Between 2014 and 2015 the company was exporting about 100 000 tonnes of cement annually into the region but due to pricing and depreciation of regional currencies, exports had drastically gone down.

Exports are a priority for the company at the moment but there are still challenges. We are finding it difficult from a pricing point of view because of the high cost of manufacturing in Zimbabwe and secondly, the regional currencies at the same time depreciated against the United States dollar.

“In 2014 and 2015, we used to export slightly over 100 000 tonnes a year but right now our exports are virtually nothing. However, with the current foreign currency crisis we don’t have an option but to export,” said Masiyane.

“The recently commissioned Harare plant has expanded our footprint in the country and this is likely going to see us tapping into Zambia, Mozambique and all those countries within reach. We are even prepared to export at a loss in some markets,” he said.

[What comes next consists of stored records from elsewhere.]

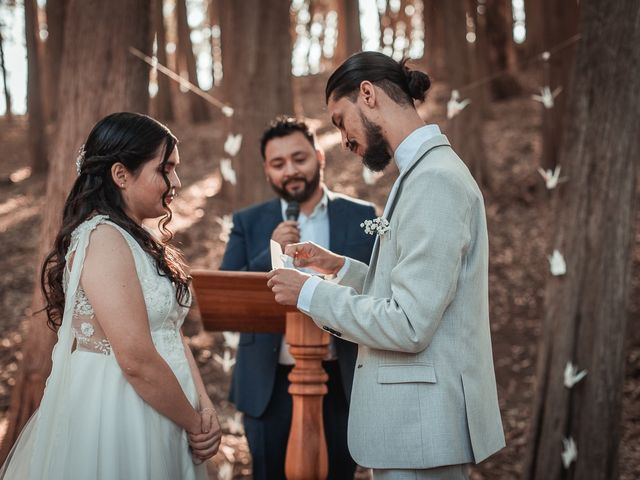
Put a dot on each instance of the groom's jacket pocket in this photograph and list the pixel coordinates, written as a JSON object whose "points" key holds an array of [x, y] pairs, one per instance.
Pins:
{"points": [[408, 373]]}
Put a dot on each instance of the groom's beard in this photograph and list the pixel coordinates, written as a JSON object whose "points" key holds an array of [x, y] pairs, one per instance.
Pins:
{"points": [[376, 157], [301, 196]]}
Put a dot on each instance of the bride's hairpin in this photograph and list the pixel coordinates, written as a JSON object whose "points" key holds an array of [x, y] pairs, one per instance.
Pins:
{"points": [[80, 158]]}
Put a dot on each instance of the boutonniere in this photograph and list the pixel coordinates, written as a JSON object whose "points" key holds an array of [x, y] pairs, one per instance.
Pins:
{"points": [[377, 226]]}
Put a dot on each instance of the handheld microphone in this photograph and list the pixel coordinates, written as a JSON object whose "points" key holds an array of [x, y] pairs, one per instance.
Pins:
{"points": [[293, 210]]}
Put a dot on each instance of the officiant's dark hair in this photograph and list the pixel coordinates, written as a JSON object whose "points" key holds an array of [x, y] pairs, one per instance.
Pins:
{"points": [[131, 139], [398, 81], [283, 126]]}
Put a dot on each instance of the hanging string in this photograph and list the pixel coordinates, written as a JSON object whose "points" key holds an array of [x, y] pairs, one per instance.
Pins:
{"points": [[153, 62], [544, 56]]}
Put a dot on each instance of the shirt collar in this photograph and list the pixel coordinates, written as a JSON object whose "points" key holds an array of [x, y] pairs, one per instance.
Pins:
{"points": [[320, 207], [410, 145]]}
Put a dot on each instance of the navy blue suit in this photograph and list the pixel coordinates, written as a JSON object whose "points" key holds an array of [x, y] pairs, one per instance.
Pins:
{"points": [[258, 386]]}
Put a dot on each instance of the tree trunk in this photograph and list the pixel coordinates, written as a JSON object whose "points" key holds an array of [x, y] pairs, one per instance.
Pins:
{"points": [[466, 129], [561, 22], [349, 35], [535, 18], [53, 48], [7, 94], [35, 110], [161, 104], [586, 309], [96, 59], [499, 30], [434, 35], [187, 63], [257, 63]]}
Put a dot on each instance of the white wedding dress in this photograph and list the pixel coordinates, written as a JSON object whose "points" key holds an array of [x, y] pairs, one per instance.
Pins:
{"points": [[91, 423]]}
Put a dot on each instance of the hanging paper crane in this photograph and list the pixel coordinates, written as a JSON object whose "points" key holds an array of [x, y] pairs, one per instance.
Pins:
{"points": [[369, 176], [227, 171], [232, 144], [552, 178], [569, 452], [231, 339], [557, 264], [454, 105], [546, 96], [226, 361], [572, 376]]}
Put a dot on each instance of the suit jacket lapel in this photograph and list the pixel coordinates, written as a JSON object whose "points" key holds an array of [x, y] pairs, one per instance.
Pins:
{"points": [[423, 151]]}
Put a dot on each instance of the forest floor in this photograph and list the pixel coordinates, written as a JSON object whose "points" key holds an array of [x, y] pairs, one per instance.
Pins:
{"points": [[519, 219]]}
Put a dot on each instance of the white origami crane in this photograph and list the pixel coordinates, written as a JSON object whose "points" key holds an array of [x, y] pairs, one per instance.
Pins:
{"points": [[552, 177], [227, 361], [225, 472], [572, 376], [227, 111], [454, 105], [557, 264], [234, 424], [227, 171], [231, 339], [232, 144], [228, 452], [569, 452], [369, 176], [546, 97], [226, 224]]}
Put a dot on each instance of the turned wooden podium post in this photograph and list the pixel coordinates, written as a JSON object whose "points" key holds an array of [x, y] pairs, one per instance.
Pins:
{"points": [[242, 302]]}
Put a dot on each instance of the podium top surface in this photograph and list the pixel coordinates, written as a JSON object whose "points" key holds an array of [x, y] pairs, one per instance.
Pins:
{"points": [[238, 301]]}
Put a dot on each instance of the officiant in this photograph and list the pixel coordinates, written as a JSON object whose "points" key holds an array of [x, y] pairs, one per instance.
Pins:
{"points": [[304, 209]]}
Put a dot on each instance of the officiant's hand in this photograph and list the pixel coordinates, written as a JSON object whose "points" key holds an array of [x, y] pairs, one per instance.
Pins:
{"points": [[286, 284], [308, 254]]}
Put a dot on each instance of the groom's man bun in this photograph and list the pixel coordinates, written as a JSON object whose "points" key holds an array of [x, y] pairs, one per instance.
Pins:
{"points": [[398, 81]]}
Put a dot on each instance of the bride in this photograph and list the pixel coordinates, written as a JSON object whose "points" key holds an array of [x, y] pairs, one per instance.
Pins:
{"points": [[124, 399]]}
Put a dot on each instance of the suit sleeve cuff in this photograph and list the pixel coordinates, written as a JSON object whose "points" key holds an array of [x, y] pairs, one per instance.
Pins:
{"points": [[342, 272], [306, 294]]}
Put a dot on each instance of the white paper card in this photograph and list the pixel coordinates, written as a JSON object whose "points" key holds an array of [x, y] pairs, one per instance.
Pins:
{"points": [[279, 259]]}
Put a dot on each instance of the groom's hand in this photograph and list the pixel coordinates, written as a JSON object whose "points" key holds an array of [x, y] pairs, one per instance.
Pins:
{"points": [[308, 254], [286, 284]]}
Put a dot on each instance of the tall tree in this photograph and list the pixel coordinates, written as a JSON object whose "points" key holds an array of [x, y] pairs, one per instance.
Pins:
{"points": [[349, 34], [534, 11], [499, 28], [586, 309], [434, 39], [187, 62], [5, 86], [96, 59], [53, 47], [465, 129], [257, 63], [35, 109], [161, 105], [560, 23]]}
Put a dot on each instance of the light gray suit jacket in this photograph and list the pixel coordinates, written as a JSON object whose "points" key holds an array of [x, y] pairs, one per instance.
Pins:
{"points": [[424, 390]]}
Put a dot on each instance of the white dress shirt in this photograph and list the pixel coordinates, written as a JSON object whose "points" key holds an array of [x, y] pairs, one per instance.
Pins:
{"points": [[403, 156]]}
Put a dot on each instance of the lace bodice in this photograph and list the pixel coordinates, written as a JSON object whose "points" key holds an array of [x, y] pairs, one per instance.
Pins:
{"points": [[164, 313]]}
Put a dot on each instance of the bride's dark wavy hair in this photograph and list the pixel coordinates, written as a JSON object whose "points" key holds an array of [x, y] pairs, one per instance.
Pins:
{"points": [[132, 139]]}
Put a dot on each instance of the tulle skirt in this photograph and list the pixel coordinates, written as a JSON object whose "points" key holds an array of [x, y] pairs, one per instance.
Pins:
{"points": [[113, 433]]}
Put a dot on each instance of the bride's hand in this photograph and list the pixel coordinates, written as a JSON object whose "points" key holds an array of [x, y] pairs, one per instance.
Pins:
{"points": [[205, 445]]}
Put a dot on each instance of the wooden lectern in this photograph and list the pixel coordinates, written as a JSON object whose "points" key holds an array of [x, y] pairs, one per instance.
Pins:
{"points": [[242, 302]]}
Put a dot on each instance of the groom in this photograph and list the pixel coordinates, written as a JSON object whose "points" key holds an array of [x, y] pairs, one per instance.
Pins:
{"points": [[424, 401]]}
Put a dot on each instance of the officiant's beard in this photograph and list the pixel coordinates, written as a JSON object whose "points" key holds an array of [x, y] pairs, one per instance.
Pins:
{"points": [[377, 155], [301, 196]]}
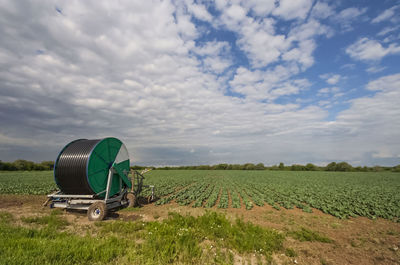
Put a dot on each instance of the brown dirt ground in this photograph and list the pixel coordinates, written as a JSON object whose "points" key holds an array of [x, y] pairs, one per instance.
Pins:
{"points": [[356, 240]]}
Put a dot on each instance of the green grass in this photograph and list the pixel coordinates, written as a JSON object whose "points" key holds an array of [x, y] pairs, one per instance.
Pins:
{"points": [[305, 234], [178, 239], [53, 220]]}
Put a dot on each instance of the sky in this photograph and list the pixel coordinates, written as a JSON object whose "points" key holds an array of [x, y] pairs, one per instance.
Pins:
{"points": [[203, 82]]}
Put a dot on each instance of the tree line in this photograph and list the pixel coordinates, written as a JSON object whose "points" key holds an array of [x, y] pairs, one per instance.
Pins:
{"points": [[333, 166], [21, 164]]}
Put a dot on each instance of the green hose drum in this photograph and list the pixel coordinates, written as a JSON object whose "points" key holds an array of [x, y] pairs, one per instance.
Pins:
{"points": [[83, 165]]}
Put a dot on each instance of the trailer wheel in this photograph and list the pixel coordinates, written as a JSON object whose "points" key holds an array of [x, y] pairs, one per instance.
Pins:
{"points": [[131, 199], [97, 211]]}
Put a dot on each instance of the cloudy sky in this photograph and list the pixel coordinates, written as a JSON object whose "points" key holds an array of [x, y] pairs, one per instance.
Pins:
{"points": [[203, 82]]}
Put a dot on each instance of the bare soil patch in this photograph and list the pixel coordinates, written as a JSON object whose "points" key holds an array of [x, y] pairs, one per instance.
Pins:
{"points": [[356, 241]]}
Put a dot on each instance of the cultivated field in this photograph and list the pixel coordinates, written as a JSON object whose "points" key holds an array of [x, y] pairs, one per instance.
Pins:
{"points": [[212, 217]]}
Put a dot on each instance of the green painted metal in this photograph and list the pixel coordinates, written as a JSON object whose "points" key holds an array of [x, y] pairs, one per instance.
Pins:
{"points": [[101, 159]]}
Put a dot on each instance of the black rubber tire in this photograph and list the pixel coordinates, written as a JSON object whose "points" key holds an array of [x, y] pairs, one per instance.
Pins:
{"points": [[97, 211], [132, 201]]}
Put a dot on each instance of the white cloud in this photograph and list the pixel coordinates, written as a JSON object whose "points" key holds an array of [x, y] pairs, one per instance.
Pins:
{"points": [[385, 15], [347, 16], [350, 13], [387, 30], [288, 9], [331, 79], [375, 69], [199, 11], [260, 7], [366, 49], [322, 10], [136, 71]]}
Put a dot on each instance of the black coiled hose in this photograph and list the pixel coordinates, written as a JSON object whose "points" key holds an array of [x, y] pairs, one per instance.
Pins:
{"points": [[71, 167]]}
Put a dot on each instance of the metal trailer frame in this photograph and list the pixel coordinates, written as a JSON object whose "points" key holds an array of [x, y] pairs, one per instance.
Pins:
{"points": [[137, 185], [84, 202]]}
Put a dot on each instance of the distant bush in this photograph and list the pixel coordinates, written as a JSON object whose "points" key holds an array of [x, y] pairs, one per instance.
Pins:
{"points": [[26, 165]]}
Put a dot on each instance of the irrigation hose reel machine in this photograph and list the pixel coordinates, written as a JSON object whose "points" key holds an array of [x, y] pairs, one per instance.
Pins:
{"points": [[93, 175]]}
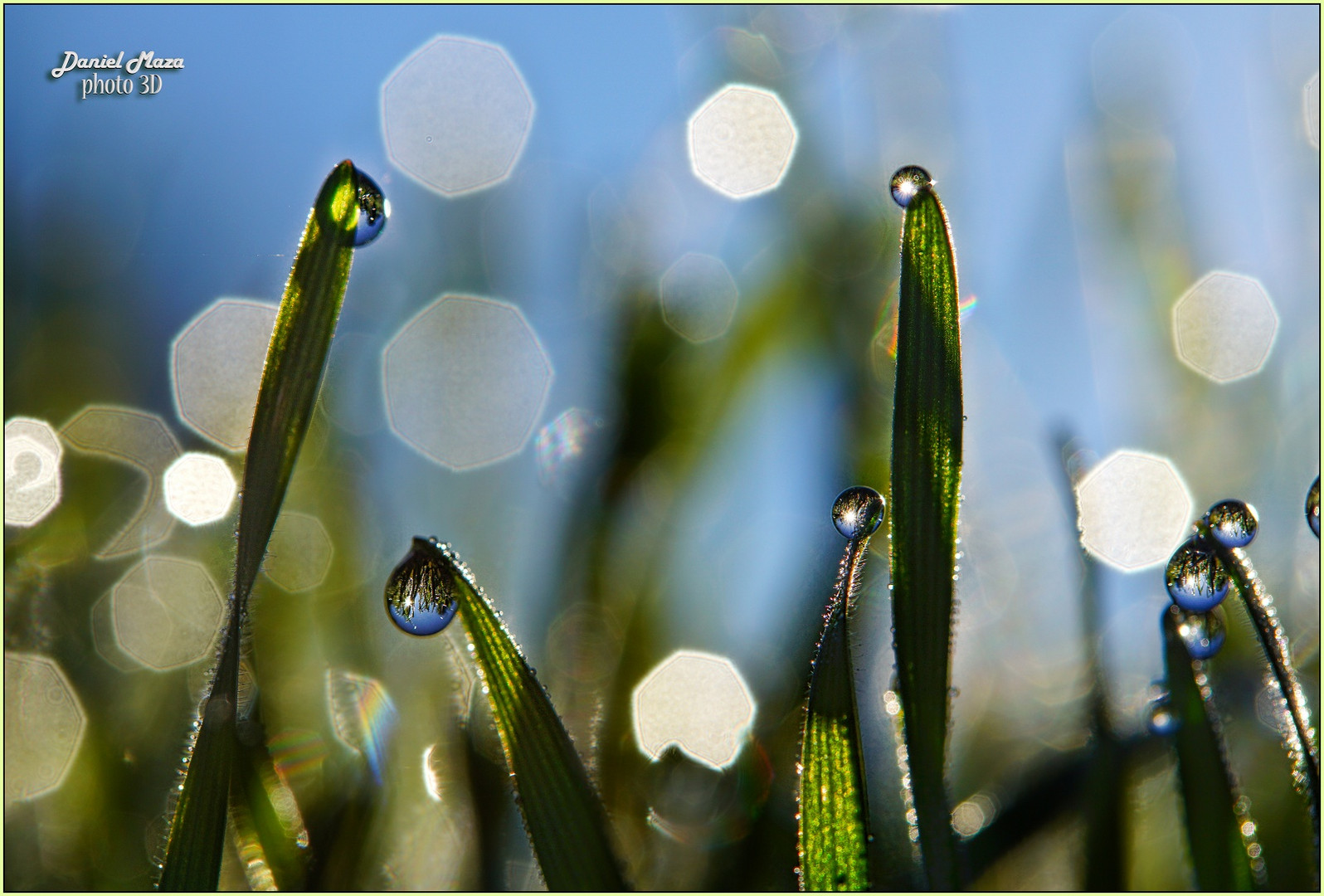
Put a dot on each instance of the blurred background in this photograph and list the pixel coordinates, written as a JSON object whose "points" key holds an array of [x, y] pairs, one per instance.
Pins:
{"points": [[624, 339]]}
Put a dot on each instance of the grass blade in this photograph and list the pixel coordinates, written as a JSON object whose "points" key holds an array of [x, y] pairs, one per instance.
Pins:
{"points": [[563, 816], [833, 802], [294, 363], [926, 485], [1213, 827]]}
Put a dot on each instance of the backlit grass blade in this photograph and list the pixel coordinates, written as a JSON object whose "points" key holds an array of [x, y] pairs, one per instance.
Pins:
{"points": [[294, 363], [926, 493], [833, 802], [563, 816], [1213, 829]]}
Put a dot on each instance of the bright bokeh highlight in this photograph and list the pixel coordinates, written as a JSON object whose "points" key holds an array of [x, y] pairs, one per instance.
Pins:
{"points": [[1135, 509], [32, 457], [698, 702], [698, 297], [363, 716], [216, 368], [44, 726], [166, 613], [199, 489], [1224, 326], [455, 115], [742, 140], [298, 556], [465, 382]]}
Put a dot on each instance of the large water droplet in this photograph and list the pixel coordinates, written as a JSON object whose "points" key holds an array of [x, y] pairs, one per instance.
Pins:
{"points": [[421, 591], [373, 209], [908, 182], [1233, 523], [1202, 633], [859, 511], [1161, 720], [1195, 580], [1312, 507]]}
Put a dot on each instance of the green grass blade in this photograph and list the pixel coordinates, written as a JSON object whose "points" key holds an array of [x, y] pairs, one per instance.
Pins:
{"points": [[294, 363], [1213, 829], [926, 484], [833, 804], [563, 816]]}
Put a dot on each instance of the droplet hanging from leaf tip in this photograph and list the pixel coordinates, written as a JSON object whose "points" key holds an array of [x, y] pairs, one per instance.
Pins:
{"points": [[1195, 580], [908, 182], [373, 209], [859, 511], [420, 592], [1233, 523]]}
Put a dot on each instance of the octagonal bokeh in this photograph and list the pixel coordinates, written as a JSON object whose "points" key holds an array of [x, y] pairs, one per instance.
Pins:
{"points": [[1224, 326], [1135, 509], [455, 115], [465, 382], [742, 140]]}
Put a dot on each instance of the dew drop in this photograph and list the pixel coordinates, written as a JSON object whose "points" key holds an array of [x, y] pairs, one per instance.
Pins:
{"points": [[1312, 507], [1161, 719], [373, 209], [1233, 523], [1195, 580], [1202, 633], [421, 591], [908, 182], [859, 511]]}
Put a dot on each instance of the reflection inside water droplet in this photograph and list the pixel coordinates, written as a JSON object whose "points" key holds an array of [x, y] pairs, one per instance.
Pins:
{"points": [[1201, 633], [908, 182], [373, 209], [859, 511], [1195, 580], [1161, 720], [421, 591], [1312, 507], [1233, 523]]}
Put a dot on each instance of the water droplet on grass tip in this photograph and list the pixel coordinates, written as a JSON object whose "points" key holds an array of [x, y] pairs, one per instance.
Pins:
{"points": [[1312, 507], [373, 209], [1202, 633], [1233, 523], [1195, 580], [859, 511], [908, 182], [421, 591], [1161, 720]]}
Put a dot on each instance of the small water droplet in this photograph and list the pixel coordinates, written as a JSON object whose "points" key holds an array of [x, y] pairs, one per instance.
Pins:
{"points": [[373, 209], [421, 591], [1233, 523], [1161, 720], [1195, 580], [1312, 507], [1202, 633], [859, 511], [908, 182]]}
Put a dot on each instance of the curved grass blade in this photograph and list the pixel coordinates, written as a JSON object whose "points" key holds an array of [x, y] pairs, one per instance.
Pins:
{"points": [[1299, 736], [926, 491], [1213, 827], [833, 802], [563, 816], [294, 363]]}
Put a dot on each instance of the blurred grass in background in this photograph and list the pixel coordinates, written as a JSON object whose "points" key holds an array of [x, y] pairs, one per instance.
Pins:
{"points": [[698, 515]]}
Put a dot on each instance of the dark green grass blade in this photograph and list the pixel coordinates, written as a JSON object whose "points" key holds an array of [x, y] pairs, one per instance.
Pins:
{"points": [[563, 816], [833, 802], [833, 817], [294, 362], [1206, 787], [926, 484]]}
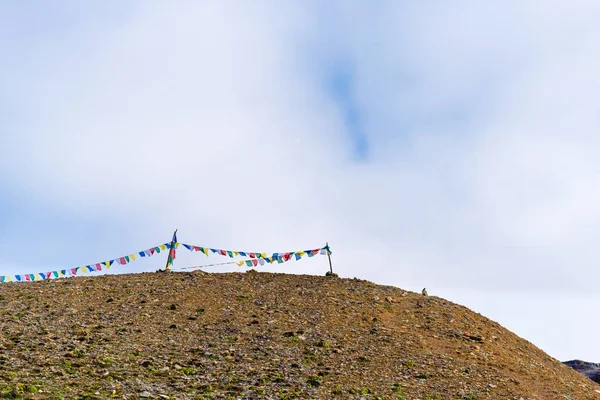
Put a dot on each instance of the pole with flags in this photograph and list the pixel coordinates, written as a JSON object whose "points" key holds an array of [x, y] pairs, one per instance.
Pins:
{"points": [[172, 252]]}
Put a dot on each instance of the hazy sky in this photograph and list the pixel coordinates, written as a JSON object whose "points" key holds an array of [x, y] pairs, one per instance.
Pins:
{"points": [[443, 144]]}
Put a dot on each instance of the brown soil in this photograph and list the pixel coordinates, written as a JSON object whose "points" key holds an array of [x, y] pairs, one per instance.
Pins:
{"points": [[259, 335]]}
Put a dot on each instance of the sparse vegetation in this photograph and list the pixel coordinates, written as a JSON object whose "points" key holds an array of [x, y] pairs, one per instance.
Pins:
{"points": [[266, 335]]}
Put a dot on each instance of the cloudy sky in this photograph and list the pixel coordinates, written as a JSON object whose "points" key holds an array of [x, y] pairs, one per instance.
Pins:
{"points": [[444, 144]]}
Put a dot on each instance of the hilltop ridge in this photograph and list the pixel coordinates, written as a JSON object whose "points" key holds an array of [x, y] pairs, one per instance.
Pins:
{"points": [[261, 335]]}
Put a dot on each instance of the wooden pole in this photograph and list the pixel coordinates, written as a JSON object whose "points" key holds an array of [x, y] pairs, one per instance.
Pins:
{"points": [[171, 249], [329, 256]]}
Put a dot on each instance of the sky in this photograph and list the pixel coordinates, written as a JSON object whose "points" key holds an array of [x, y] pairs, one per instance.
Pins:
{"points": [[444, 144]]}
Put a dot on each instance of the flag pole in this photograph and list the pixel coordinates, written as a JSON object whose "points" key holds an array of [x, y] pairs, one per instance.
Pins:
{"points": [[329, 257], [172, 248]]}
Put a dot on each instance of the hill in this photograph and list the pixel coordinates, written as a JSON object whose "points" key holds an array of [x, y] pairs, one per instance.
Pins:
{"points": [[591, 370], [259, 335]]}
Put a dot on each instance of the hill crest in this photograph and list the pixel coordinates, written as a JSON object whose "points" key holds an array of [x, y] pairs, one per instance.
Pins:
{"points": [[261, 335]]}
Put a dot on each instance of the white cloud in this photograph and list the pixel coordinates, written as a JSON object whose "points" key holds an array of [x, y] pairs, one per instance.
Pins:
{"points": [[214, 118]]}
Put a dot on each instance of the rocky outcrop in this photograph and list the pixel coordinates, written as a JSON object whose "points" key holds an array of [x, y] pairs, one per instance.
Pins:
{"points": [[591, 370]]}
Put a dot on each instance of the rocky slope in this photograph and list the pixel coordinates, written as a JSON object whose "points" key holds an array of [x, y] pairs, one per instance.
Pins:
{"points": [[591, 370], [258, 335]]}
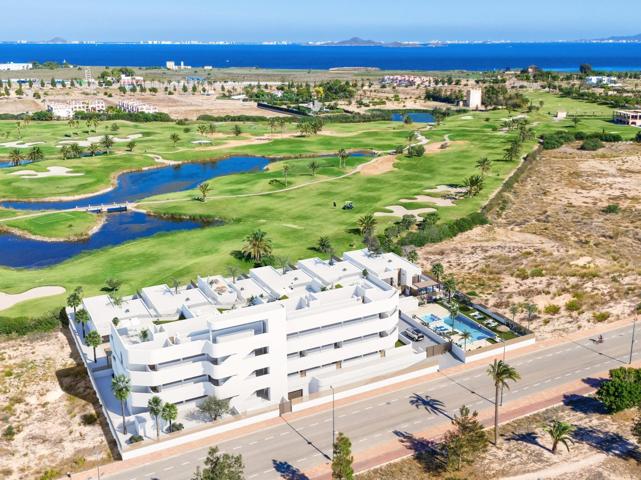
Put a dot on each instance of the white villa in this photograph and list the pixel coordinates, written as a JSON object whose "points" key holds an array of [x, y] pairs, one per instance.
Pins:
{"points": [[134, 106], [67, 110], [269, 336]]}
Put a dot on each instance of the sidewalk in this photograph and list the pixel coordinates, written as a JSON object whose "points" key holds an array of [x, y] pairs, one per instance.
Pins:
{"points": [[393, 451]]}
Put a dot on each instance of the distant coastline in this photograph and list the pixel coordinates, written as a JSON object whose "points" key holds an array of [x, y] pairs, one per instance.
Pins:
{"points": [[602, 55]]}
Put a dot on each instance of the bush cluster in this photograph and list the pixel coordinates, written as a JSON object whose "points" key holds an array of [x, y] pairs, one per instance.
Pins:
{"points": [[622, 390]]}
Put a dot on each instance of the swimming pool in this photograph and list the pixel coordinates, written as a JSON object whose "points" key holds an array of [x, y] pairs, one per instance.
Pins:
{"points": [[463, 324]]}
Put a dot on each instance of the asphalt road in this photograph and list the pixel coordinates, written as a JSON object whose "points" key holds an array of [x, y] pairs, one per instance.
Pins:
{"points": [[280, 451]]}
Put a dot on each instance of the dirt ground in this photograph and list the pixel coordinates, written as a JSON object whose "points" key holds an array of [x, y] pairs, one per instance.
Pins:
{"points": [[553, 245], [603, 449], [44, 393]]}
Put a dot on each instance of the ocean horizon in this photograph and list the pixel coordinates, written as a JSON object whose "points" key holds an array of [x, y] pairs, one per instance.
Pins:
{"points": [[473, 57]]}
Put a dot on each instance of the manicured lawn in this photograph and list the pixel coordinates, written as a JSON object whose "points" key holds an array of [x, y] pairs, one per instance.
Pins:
{"points": [[293, 219]]}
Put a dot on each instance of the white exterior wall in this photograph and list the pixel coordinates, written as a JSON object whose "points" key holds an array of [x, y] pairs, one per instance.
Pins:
{"points": [[255, 355]]}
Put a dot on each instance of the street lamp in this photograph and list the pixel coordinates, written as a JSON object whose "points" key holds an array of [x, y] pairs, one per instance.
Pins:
{"points": [[333, 422], [634, 328]]}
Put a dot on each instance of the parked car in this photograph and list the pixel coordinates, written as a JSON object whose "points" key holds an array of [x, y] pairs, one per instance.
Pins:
{"points": [[414, 334]]}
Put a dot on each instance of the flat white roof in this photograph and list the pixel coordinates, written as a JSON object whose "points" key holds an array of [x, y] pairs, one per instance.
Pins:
{"points": [[327, 273], [383, 264]]}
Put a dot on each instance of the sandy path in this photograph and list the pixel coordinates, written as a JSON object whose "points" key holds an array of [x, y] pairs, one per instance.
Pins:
{"points": [[51, 172], [8, 300], [561, 469]]}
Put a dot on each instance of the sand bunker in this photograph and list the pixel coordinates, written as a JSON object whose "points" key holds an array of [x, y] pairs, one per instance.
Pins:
{"points": [[20, 144], [90, 140], [378, 166], [441, 202], [7, 300], [399, 211], [51, 172]]}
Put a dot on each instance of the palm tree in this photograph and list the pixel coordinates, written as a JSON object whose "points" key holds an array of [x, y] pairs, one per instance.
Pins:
{"points": [[500, 373], [313, 167], [484, 165], [121, 387], [93, 149], [155, 409], [324, 244], [473, 185], [438, 271], [257, 245], [107, 142], [15, 157], [449, 284], [530, 309], [93, 339], [82, 317], [454, 312], [342, 157], [35, 154], [75, 299], [367, 224], [560, 432], [465, 336], [169, 413], [204, 188]]}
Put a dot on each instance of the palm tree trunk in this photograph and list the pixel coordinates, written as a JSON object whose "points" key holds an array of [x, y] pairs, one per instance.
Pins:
{"points": [[496, 415], [124, 423]]}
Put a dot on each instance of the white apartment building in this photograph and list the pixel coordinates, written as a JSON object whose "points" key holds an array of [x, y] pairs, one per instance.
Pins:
{"points": [[134, 106], [67, 110], [15, 67], [269, 336]]}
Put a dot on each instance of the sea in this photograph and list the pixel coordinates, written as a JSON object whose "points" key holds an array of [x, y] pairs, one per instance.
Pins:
{"points": [[491, 56]]}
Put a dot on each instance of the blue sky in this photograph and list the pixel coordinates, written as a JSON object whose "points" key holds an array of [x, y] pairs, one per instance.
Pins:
{"points": [[269, 20]]}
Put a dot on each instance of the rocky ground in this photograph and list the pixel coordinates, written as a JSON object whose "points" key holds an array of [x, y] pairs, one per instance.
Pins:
{"points": [[602, 449], [47, 400], [552, 243]]}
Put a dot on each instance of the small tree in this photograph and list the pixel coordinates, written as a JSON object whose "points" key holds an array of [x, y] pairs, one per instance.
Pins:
{"points": [[204, 189], [560, 432], [82, 317], [467, 440], [342, 459], [93, 339], [169, 414], [155, 409], [221, 466], [213, 407], [121, 387]]}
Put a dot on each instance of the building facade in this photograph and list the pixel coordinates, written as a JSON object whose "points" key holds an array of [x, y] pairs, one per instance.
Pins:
{"points": [[269, 336]]}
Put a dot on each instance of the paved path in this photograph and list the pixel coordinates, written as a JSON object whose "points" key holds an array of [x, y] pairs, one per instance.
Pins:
{"points": [[375, 423]]}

The new Harare plant saw the cement producer doubling its capacity to 1,4 million tonnes from 700 000 tonnes per year. Masiyane said the Harare plant has already started making an impact with volumes picking beyond expectations.

We are still the biggest producer of cement in the country and this has been further enhanced by the Harare plant, which has since doubled our capacity to 1,4 million tonnes a year from 700 000 tonnes.

“We have already started seeing the impact of the Harare plant, volumes are picking up and going beyond our expectations especially in the current economy,” said Masiyane. Despite the current performance by the company Masiyane said imports still remain a threat to local cement manufacturers.

The cement company recently hinted on the possibility of shuting down its Collen Bawn plant in Gwanda citing pressure from cheap imported clinker by other producers and smuggled cement. The Collen Bawn factory is the backbone of PPC’s operations in the country responsible for lime mining and production of clinker, a major raw material in cement manufacturing.

Masiyane said the cement manufacturer has since appealed to Government for protection saying unless measures were put in place to curb cheap imports, the giant firm risks losing its more than 70 years investment at Colleen Bawn. The situation could also trigger loss of jobs and compromise livelihoods for nearly 4 000 people in the community who depend on the factory.

Established in 1913, Portland Holdings Ltd, which trades as PPC Zimbabwe, is the country?s largest and oldest cement manufacturer.

For over 100 years, PPC Zimbabwe has produced cement for many of Zimbabwe’s most famous landmarks such as Victoria Falls, Kariba Dam and the current Kariba South expansion project, Harare International Airport, the National Railways of Zimbabwe building, Lake Mutirikwi and many other construction projects.